France, the US and the UK have launched about 100 missiles at weapons facilities in Syria. Here's how it happened, and how the world reacted.
The US, France and the UK launched precision airstrikes in Syria during Saturday's pre-dawn hours as a retaliatory measure for the alleged use of chemical weapons by Syrian President Bashar al-Assad on civilians in Douma last week.
What do we know about the strikes themselves?
· The strikes began around 4 a.m. local time (0100 UTC) and reportedly lasted around 45 minutes.
· The strikes targeted three sites near the capital, Damascus, and Homs that were allegedly used for the research, development production, testing and storage of chemical weapons.
· US Secretary of Defense Jim Mattis said Saturday's strikes were more intense than the 58 missiles launched last year following a previous alleged chemical attack by the Assad regime. He added that the strikes had not completely toppled Syria's chemical weapons system, but that it had been "dealt a severe blow."
· From the French side, the strikes involved 12 cruise missiles, fighter jets and warships.
· British Prime Minister Theresa May described the strikes as "limited and targeted" and said that four fighter jets had fired missiles at the base west of Homs.
· The three nations reportedly fired around 100 missiles.
What information about the strikes remains unclear?
· Russia reported that Syrian air defense systems intercepted around 70 of the missiles that had been fired towards the targets in Syria, but the chairman of the US Joint Chiefs of Staff, General Joseph Dunford, said he was aware of no initial losses. The Pentagon later stated that "no Syrian weapon had any effect on Western strikes in Syria."
· Dunford said that the US did not notify Russia of the strikes ahead of time, while French Defense Minister Florence Parly said that the Russians had been warned in advance.
What was the result on the ground?
· Syrian state media said that three people had been injured, though Russia reported no victims.
· France said the strikes had destroyed a "large part" of Damascus' chemical weapons stock.
· Syrian media reported that several missiles hit a research center north of Damascus and destroyed several buildings.
Where does the evidence on the gas attack stand?
· The Organization for the Prohibition of Chemical Weapons (OPCW) was scheduled to begin a fact-finding mission to investigate the claims of gas attacks on civilians in Douma.
· British Prime Minister Theresa May cited reports that said the Syrian government had used barrel bombs to deploy the chemical weapons.
· While the French government said it had no samples of the chemical weapons it believes were used, it released its own assessment based on publicly available information that concluded only the Syrian armed forces could have been behind the attack.
· Syria and its allies, Russia and Iran, have repeatedly called the alleged gas attack in Douma a "fabrication" used to justify military intervention.
What have France, the US and the UK said?
French President Emmanuel Macron said the country's objectives had been met and that no new strikes were planned at this point but promised to retaliate if the red line on chemical weapons was once again crossed.
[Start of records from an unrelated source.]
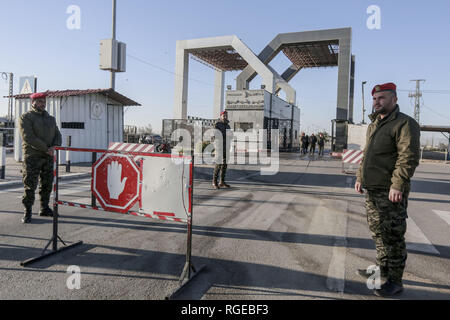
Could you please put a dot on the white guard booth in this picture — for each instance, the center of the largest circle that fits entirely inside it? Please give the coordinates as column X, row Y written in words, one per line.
column 90, row 118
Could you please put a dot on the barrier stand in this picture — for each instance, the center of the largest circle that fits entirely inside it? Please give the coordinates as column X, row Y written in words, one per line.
column 186, row 274
column 188, row 266
column 55, row 237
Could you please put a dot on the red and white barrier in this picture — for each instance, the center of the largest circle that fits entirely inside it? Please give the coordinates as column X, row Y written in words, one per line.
column 131, row 147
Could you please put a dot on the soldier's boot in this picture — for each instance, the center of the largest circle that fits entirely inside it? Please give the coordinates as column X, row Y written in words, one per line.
column 222, row 184
column 366, row 275
column 27, row 216
column 46, row 211
column 389, row 288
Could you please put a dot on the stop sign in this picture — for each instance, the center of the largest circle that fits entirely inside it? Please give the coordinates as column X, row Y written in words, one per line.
column 115, row 182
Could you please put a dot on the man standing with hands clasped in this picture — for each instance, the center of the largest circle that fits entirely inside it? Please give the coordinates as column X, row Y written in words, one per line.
column 40, row 135
column 391, row 156
column 221, row 150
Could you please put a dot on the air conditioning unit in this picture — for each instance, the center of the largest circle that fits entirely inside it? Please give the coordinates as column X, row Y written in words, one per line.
column 122, row 57
column 109, row 54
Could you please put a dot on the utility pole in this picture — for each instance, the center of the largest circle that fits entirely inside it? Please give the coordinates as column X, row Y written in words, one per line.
column 113, row 73
column 10, row 76
column 364, row 110
column 417, row 95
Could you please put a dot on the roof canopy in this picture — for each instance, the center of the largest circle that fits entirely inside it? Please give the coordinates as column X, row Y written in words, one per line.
column 225, row 58
column 312, row 54
column 67, row 93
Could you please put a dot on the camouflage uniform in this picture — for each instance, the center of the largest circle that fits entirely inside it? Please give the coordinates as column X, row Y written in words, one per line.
column 390, row 158
column 39, row 132
column 387, row 224
column 34, row 168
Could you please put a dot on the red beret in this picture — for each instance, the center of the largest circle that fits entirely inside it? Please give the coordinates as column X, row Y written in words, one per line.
column 384, row 87
column 39, row 95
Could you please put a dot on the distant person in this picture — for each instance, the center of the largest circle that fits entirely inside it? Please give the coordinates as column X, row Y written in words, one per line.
column 40, row 135
column 221, row 165
column 321, row 144
column 312, row 141
column 304, row 143
column 391, row 156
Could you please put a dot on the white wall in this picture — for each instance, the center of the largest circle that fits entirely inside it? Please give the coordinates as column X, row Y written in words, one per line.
column 100, row 128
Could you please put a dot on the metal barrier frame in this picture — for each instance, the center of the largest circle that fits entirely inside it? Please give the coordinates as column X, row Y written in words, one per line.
column 188, row 267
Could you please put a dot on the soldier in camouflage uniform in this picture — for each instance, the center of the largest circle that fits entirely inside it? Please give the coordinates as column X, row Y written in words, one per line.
column 391, row 156
column 40, row 134
column 221, row 165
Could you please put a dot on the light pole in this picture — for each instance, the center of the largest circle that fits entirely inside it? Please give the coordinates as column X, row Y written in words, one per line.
column 364, row 110
column 113, row 73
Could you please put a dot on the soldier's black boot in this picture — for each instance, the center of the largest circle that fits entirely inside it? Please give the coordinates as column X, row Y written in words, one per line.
column 222, row 184
column 27, row 216
column 366, row 275
column 46, row 211
column 389, row 288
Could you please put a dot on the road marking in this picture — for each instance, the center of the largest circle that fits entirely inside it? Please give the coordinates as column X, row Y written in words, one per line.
column 444, row 215
column 416, row 239
column 262, row 216
column 332, row 223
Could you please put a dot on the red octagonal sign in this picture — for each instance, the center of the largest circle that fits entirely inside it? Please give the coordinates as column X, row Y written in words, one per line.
column 115, row 182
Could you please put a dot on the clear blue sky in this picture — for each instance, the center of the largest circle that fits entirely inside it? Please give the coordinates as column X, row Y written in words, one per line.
column 413, row 43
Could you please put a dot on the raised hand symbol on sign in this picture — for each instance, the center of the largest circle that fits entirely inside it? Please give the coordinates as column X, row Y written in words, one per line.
column 115, row 186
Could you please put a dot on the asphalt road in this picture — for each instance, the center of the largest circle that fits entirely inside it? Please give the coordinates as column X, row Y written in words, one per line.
column 300, row 234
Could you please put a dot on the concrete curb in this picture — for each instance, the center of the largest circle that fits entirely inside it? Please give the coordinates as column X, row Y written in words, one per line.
column 16, row 183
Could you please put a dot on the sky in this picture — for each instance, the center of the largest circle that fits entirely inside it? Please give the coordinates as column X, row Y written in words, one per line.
column 410, row 43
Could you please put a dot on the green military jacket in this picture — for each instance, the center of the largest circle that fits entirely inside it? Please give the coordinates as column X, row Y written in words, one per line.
column 39, row 132
column 392, row 152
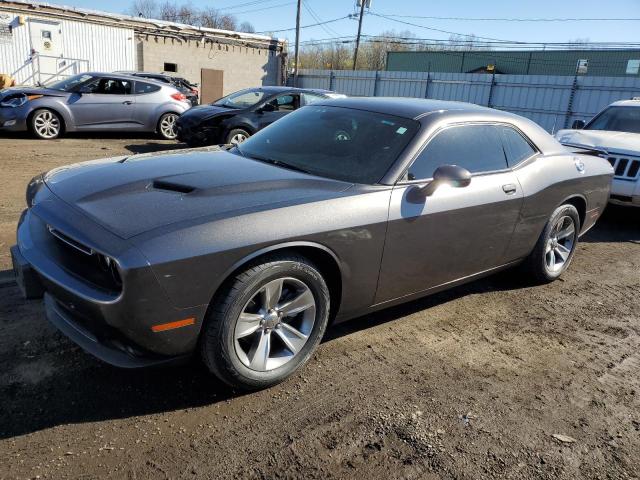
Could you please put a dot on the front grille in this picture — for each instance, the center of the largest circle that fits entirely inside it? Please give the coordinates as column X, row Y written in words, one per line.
column 624, row 166
column 84, row 263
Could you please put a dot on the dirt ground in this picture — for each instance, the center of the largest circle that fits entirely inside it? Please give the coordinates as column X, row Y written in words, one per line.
column 468, row 384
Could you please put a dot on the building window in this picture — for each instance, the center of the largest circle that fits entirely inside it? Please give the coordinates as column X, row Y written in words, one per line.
column 583, row 66
column 633, row 67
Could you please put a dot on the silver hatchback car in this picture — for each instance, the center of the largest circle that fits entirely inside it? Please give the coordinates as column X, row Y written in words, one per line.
column 91, row 102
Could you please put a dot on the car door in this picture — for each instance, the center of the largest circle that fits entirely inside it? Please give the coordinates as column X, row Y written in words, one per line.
column 147, row 97
column 455, row 232
column 103, row 103
column 276, row 108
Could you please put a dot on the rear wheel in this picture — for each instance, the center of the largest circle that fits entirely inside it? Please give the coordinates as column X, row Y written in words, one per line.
column 167, row 126
column 556, row 246
column 236, row 136
column 267, row 322
column 46, row 124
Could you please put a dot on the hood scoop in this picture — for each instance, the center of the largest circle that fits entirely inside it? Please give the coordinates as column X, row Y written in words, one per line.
column 171, row 187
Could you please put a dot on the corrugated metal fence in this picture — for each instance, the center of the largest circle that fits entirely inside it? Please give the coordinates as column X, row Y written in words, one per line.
column 553, row 102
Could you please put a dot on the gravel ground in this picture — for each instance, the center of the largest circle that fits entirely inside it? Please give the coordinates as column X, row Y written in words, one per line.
column 496, row 379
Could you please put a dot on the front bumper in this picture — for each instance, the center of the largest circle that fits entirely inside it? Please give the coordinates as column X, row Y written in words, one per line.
column 197, row 134
column 13, row 119
column 625, row 192
column 114, row 326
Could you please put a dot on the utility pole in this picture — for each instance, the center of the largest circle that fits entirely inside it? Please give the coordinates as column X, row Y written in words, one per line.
column 355, row 53
column 296, row 55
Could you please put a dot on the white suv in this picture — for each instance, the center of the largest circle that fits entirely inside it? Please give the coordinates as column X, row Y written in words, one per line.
column 615, row 134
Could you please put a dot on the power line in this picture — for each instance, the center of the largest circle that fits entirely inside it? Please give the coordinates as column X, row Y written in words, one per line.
column 443, row 45
column 496, row 19
column 317, row 18
column 440, row 30
column 245, row 4
column 264, row 8
column 307, row 26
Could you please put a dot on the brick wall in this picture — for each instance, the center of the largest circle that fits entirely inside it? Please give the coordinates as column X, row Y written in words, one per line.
column 243, row 66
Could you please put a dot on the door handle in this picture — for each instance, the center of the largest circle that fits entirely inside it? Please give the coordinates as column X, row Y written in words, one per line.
column 509, row 188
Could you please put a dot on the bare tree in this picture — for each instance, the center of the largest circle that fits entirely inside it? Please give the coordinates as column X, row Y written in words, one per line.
column 143, row 8
column 247, row 27
column 186, row 13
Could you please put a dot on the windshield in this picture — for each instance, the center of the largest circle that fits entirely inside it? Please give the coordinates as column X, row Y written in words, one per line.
column 617, row 119
column 339, row 143
column 241, row 99
column 68, row 84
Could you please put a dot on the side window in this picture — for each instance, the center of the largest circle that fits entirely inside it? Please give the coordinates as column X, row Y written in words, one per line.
column 478, row 148
column 285, row 103
column 310, row 98
column 143, row 87
column 516, row 147
column 110, row 86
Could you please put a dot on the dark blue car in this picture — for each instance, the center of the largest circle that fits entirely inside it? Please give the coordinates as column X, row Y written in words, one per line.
column 234, row 118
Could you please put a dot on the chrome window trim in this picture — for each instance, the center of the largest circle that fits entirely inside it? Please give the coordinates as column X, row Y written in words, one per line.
column 401, row 180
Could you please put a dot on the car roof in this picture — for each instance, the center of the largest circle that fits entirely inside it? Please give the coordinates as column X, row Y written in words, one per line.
column 412, row 108
column 126, row 76
column 272, row 89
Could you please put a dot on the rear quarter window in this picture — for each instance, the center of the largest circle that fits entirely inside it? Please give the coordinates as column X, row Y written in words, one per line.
column 144, row 87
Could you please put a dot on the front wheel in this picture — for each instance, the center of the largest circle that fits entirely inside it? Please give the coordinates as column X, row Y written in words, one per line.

The strikes were his first major military involvement since taking office last year.
President Trump thanked the UK and France for their "wisdom and power," saying the strike could not have "had a better result." He was maligned on social media for using the phrase "mission accomplished," which became notorious in 2003 when then-President George W. Bush declared "mission accomplished" two months into what would become an eight-year-long war in Iraq.
Prime Minister May defended the strikes as "right and legal," highlighting that the purpose had been "to alleviate further humanitarian suffering."
Who has supported the strikes?
German Chancellor Angela Merkel expressed support for the airstrikes while maintaining that Germany would not become involved in military action.
NATO Secretary-General Jens Stoltenberg said he strongly supported the US, UK and France's airstrikes.
Israel described the strikes as an "important signal" to Iran, Syria and the Iran-backed Hezbollah.
Turkey, which has opposed the Assad regime, called the joint airstrikes an "appropriate response to the chemical attack" in Douma.
Who has criticized them?
Russia resoundingly criticized the airstrikes as a violation of international law and warned that the airstrikes "will not be left without consequences."
"By its actions, the United States is increasingly exacerbating the humanitarian catastrophe in Syria and bringing suffering to civilians," said President Vladimir Putin.
Iran joined Russia in condemning the strikes. The Islamic Republic accused the three attacking nations of having no proof that chemical weapons were used in Douma, saying that the OPCW had not yet been able to probe the events.
For his own part, Assad said in a statement: "Aggression will only make Syria and the Syrian people more determined to continue fighting and pulverizing terrorism in every inch of the country."
UN Secretary-General Antonio Guterres urged all parties in the Syria conflict to show restraint and avoid further military escalation.
What happens now?
· The OPCW, which had been expected to begin an investigation on Saturday, said in a statement that its fact-finding team "will continue its deployment to the Syrian Arab Republic to establish facts around the allegations of chemical weapons use in Douma."
· The UK, France and the US will brief NATO allies at a special meeting at the alliance's headquarters in Brussels.
· US defense chief Mattis said that the strike was a "one-time shot" and that the country would still seek to reduce its military involvement in Syria.